Epidemic Spreading on Weighted Complex Networks
Ye Sun, Chuang Liu, Chu-Xu Zhang, Zi-Ke Zhang

TL;DR
This paper investigates how weighted complex networks influence epidemic spreading, analyzing key metrics like outbreak threshold and prevalence through theoretical and simulation methods, revealing that weight distribution impacts are minimal when average weights are fixed.
Contribution
It introduces a detailed analysis of epidemic dynamics on weighted networks considering multi-relation edges, combining theoretical and simulation approaches for comprehensive insights.
Findings
Weight distribution does not affect epidemic outcomes when average weight is fixed.
Theoretical and simulation results are in good agreement.

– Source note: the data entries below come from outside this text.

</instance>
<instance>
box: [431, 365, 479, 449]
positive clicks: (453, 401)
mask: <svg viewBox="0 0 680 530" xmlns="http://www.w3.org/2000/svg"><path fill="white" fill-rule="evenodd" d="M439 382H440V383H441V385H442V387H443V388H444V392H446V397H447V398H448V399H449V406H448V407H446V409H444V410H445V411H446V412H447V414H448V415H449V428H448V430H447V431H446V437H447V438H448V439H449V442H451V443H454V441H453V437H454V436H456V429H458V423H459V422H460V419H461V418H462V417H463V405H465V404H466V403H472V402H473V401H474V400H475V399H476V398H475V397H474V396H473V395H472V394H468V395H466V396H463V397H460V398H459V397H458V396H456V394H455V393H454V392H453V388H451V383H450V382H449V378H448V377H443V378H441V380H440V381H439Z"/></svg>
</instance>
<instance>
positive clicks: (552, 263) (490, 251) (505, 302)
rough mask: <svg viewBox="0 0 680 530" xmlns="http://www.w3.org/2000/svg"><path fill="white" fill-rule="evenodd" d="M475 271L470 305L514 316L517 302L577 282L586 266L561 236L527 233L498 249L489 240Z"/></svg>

Epidemic spreading behavior is similar across different weight distributions under certain conditions.
Abstract
Nowadays, the emergence of online services provides various multi-relation information to support the comprehensive understanding of the epidemic spreading process. In this Letter, we consider the edge weights to represent such multi-role relations. In addition, we perform detailed analysis of two representative metrics, outbreak threshold and epidemic prevalence, on SIS and SIR models. Both theoretical and simulation results find good agreements with each other. Furthermore, experiments show that, on fully mixed networks, the weight distribution on edges would not affect the epidemic results once the average weight of whole network is fixed. This work may shed some light on the in-depth understanding of epidemic spreading on multi-relation and weighted networks.